We lionize business geniuses such as Andrew Carnegie, John D. Rockefeller, and J. P. Morgan, for example, but these titans all fought bitterly with government trustbusters as they gained and exploited monopoly power over their industries. Electric power was once a luxury, offered at rates set by the free market, but high prices eventually led to public outrage and made electricity a regulated utility (which few people complain about today). Banks were largely free to do as they pleased in the 1920s, which helped produce the Great Depression—and a set of new rules severely restricting the behavior of financial firms.
It's actually a myth that America has always had a free-market economy. What we've had is a series of experiments with free markets. When it seems as if consumers are getting a fair deal, there's no reason for the government to intervene, and it usually doesn't. But when free markets fail to police themselves and consumers get the shaft, voters scream and the government gets involved—whether the regulatory solution is better or not.
That's what is happening now in big chunks of the economy. Few Americans feel the government should sit on the boards of banks or auto companies, telling CEOs what to do. But the companies struggling under the government's heavy hand are abject failures that would have become extinct in a true free market, without government bailouts. Citigroup, AIG, General Motors, and Chrysler are no longer capitalist enterprises; they're welfare recipients. Populist rage over the bailouts of these so-called companies shouldn't be directed at the government. It should be directed at the executives, unions, creditors, and shareholders who ran these companies into the ground or abetted their demise.

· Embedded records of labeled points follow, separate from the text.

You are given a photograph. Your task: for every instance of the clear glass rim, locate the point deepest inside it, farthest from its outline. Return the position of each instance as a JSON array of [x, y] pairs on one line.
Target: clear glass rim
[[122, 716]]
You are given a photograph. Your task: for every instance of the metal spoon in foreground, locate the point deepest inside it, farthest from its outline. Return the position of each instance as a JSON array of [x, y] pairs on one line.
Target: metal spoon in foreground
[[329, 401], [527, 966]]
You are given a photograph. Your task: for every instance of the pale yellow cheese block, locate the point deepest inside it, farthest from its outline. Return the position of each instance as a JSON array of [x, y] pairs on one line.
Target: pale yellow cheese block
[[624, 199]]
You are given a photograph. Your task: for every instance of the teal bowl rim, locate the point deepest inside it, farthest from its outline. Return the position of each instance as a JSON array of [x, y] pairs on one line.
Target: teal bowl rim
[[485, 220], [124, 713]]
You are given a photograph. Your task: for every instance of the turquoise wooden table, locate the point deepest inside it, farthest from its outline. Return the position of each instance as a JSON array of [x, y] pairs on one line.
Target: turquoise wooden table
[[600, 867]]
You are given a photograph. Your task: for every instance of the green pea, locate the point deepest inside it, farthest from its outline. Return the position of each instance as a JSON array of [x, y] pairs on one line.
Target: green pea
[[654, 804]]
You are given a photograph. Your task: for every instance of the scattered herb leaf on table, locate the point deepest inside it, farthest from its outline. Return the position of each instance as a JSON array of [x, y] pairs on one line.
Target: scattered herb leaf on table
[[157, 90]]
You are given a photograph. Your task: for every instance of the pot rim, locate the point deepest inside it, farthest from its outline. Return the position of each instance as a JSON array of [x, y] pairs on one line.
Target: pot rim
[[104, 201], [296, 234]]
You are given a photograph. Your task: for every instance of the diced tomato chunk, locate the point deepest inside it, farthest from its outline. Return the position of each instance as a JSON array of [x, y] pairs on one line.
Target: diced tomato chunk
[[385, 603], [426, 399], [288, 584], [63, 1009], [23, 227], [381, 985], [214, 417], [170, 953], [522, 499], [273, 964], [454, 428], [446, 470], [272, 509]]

We're likely to end up with a whole new government bureaucracy to keep the financial industry penned in, which enrages people who feel the government should stay out of business's way. That's like blaming the police for arresting a bank robber. The financial industry has proved that it's driven by self-interest, unable to regulate itself, and capable of catastrophic destruction. Everybody wishes there were a nifty free-market solution—but we just tried that, with horrible results. Ten years ago, Congress repealed some of the key regulations enacted during the Great Depression, giving bankers more freedom in the belief that they're more responsible today, and the system more robust. Wrong. So now that the bankers have blown it, the government must come racing back in with ham-handed fixes. That's too bad, but we should really be enraged at the bankers who caused the whole problem, not at the government for doing what governments do.
[See why more competition won’t fix healthcare.]
Healthcare represents another free-market failure. Sure, there are pockets of the system that work, allowing people to get good care for a fair price. But we've crossed a threshold where too many people can't afford healthcare or pay too much for the care they get. That has finally created a political imperative to do something to solve the problem. The "solution" devised by politicians might not be very effective. But if the free market had been able to solve the problem in the first place, politicians never would have gotten the chance to foul things up even worse.
It's easy to vilify government for these woes, but at the core this isn't a failure of government; it's a failure of the free-market principles so many Americans blithely support. Silicon Valley entrepreneur Sramana Mitra argues that there's a fundamental flaw in our capitalist system, because it offers greater rewards to speculators who spend their careers gambling with money than to innovators who use their talents to create new things. "We need the innovators, the entrepreneurs, the creators, the scientists, the technologists—those who build value, those who create jobs—to lead us out of this nightmare," she wrote in a recent column for Forbes. "Not a bunch of speculators who make money regardless of whether value gets created or destroyed."
If she's right, we've got a much bigger problem than the risk of bad regulation or too much government. Whether big or small, the government will never produce a healthy economy. That's up to private-sector companies able to produce innovative goods and services at fair prices, without screwing up so bad that voters become outraged and send in the feds. The best kind of free market is one that never needs to be regulated. And they're in short supply.
Corrected on 11/24/09: A previous version of this story incorrectly spelled Sramana Mitra's name.